Genevieve’s passing had shattered Julian’s youthful idealism forever . . .
Afterward, he had gone through a black period, for several years living the life of a rakehell. He’d gambled, womanized, and even fought duels beneath the Oaks. He’d quickly gained the reputation of “Julian the Terrible.” Indeed, a number of Belle New Orleans’s fairest sons had actually crossed the street to avoid his path, for soon his hair-trigger temper had become legendary.
Then Julian’s existence as a libertine had been brought up short when his father had suddenly died of a heart attack, and Julian had been forced to manage the family’s cotton commission exchange and supervise his mother’s affairs. A few months later, he had spotted lovely Justine Begué at a quadroon ball on Chartres Street; at once he’d been captivated by the beautiful octoroon. He’d installed her in a lavish bungalow on the Ramparts, and they now had a son together, four-year-old Arnaud.
A proud light gleamed in Julian’s eyes at the thought of his child. Ah, how he loved the boy. His son would lack for nothing, ever; and when Arnaud became a man, Julian would see to it that he walked among Creole society as a peer.
As for Justine . . . He sighed, his heart welling with tenderness toward her, and deep regret. At one time, when he’d discovered Justine was pregnant, he’d even considered marrying her. But here in New Orleans—alas, the die was cast. In the society in which he lived, she could be his mistress—but never his wife. Marrying Justine would have meant fleeing with her to France, away from the restrictive laws and customs here. It would have meant turning his back on his family forever. Indeed, when Julian had dared to broach the subject of marriage to Justine with his mother, she had threatened never to speak to him again, and even Justine had prevailed upon him to see reason.
“Is there anything you need, maître?” a voice now called from the doorway.

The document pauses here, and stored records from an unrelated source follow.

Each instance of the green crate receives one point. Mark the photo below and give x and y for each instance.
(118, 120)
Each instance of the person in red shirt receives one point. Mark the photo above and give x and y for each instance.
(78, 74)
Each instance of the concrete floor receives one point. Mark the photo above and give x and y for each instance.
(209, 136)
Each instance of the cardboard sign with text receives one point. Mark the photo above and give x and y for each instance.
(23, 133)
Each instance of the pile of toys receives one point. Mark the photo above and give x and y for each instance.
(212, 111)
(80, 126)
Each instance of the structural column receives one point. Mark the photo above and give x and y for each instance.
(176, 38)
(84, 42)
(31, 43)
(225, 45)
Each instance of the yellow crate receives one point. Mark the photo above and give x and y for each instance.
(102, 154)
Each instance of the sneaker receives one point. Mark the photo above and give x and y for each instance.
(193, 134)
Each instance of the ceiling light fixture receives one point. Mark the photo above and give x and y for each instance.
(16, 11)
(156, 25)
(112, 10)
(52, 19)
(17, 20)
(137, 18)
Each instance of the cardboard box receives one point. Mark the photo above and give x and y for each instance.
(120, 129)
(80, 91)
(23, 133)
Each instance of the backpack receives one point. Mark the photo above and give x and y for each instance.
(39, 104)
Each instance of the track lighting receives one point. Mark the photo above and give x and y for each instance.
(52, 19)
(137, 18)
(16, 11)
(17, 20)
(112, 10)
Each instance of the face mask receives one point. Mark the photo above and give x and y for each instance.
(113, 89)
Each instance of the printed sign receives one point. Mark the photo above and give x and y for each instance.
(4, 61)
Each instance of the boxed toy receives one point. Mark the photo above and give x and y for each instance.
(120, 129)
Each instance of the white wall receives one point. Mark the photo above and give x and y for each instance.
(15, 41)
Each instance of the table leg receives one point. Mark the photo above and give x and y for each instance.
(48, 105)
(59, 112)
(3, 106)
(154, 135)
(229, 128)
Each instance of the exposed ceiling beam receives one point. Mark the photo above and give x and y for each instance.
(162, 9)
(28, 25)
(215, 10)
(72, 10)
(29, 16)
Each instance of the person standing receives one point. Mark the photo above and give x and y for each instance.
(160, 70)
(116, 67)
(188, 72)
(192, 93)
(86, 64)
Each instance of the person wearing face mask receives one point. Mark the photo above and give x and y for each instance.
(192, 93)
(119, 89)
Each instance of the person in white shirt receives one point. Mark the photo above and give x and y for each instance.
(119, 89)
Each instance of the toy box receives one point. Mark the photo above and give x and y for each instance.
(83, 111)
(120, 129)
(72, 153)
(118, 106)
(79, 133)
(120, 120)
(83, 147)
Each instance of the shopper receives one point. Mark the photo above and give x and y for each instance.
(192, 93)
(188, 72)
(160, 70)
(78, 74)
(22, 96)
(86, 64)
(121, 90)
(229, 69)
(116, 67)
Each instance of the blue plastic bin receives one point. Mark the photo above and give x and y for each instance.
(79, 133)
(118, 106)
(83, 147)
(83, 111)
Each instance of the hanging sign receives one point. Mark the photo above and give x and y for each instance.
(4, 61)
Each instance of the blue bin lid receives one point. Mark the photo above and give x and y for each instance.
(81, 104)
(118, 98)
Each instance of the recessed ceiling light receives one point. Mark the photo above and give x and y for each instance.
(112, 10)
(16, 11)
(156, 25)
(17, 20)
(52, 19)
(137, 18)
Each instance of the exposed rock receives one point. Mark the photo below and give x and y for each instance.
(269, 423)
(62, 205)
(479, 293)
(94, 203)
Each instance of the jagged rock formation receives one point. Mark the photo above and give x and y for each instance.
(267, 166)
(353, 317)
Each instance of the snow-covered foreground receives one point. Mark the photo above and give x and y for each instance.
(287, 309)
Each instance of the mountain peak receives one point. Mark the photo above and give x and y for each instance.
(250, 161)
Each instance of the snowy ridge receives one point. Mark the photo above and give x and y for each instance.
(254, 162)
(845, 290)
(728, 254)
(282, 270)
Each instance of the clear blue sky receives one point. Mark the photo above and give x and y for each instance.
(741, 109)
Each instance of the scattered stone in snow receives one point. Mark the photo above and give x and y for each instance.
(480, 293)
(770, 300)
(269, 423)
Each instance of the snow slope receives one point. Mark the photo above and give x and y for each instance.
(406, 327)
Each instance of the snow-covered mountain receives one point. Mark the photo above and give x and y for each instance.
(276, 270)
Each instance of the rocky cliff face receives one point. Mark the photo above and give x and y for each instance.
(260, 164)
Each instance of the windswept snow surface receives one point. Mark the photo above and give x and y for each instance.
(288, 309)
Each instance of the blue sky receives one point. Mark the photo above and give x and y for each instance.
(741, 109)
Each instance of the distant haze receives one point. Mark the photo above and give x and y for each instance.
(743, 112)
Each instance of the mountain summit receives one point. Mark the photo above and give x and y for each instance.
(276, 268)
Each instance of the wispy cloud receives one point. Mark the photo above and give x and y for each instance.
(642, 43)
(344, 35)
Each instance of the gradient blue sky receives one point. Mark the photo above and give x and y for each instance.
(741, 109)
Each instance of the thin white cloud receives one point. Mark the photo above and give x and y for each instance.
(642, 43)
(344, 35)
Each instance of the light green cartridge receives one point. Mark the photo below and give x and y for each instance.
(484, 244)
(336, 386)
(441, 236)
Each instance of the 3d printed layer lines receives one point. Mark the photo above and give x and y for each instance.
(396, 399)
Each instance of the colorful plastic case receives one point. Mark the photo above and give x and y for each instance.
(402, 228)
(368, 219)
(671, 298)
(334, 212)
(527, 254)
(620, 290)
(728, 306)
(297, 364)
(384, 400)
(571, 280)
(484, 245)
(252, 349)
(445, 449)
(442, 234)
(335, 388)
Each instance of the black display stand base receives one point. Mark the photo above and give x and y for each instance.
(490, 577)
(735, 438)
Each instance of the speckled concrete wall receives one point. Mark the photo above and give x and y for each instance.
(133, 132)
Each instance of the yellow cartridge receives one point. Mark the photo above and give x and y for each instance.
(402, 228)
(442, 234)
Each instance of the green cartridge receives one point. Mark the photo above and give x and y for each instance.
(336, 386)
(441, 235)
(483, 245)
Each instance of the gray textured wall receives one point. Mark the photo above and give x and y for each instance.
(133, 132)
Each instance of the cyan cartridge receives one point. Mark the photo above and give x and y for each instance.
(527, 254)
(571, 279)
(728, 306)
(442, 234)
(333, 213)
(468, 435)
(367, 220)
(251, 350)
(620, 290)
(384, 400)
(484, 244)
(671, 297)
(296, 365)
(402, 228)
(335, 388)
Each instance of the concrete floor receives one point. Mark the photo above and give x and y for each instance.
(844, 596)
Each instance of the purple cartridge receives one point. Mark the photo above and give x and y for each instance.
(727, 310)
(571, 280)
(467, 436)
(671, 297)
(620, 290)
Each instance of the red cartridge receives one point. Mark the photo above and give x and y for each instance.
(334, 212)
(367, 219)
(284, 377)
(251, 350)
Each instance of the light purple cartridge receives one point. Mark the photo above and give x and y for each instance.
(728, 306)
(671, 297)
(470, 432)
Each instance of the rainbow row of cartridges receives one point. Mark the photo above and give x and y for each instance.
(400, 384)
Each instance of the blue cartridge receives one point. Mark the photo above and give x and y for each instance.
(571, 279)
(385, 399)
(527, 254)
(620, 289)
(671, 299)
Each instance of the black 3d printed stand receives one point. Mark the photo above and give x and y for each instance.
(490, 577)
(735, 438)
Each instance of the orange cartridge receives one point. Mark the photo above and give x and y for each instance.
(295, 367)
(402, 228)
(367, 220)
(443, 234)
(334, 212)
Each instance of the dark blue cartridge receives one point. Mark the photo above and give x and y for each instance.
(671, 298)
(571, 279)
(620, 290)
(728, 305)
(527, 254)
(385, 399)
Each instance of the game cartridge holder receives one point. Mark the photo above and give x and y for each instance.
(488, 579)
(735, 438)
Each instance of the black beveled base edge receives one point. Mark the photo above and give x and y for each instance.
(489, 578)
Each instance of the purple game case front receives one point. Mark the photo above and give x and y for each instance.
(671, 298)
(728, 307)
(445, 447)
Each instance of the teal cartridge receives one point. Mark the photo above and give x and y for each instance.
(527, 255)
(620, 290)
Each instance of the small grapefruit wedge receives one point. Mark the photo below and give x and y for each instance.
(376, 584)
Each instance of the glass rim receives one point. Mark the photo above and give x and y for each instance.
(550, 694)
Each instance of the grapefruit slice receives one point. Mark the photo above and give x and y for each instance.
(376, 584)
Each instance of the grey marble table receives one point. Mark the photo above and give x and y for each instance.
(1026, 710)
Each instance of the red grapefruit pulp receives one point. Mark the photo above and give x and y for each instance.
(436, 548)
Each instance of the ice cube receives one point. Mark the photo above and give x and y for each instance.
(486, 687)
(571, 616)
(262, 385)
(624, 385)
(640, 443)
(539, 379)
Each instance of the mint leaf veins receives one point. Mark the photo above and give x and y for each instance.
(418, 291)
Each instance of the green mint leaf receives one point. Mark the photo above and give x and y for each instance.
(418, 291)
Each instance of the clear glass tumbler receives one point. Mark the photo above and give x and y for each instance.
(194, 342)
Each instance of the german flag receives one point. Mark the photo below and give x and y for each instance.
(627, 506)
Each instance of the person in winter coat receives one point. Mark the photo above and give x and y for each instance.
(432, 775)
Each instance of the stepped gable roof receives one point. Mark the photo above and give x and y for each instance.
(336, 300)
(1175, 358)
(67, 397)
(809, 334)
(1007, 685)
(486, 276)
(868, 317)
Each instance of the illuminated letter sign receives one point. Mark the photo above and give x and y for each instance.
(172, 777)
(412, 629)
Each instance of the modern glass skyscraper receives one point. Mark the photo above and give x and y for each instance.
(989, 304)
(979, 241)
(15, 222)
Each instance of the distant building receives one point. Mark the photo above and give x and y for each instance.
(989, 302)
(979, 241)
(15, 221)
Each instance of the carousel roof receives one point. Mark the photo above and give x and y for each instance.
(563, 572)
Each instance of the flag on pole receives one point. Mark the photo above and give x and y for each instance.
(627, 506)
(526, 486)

Julian turned to face Henrí. Over past years, he had come to depend increasingly on the man—as coachman, personal servant, and even as confidant. He and Henrí were about the same age, and Julian had often mused that the incident at Sophie Delgado’s bordello nine years ago had somehow bonded the two of them.
“I’ll be needing the carriage shortly, Henrí,” Julian replied. “It seems I’ve been summoned to St. Mary’s School.”
“I’ll bring the coach around at once.”
“Some nonsense about my ward, Mercy O’Shea,” Julian continued conversationally. “I’ll swear, she’s as much trouble at eighteen as she was at nine.”
Henrí wisely did not comment directly. Instead he said, “You do not see the girl much of late.”
Julian’s eyes narrowed. “That’s true. But then, she’s indifferent to my presence. She always has been.”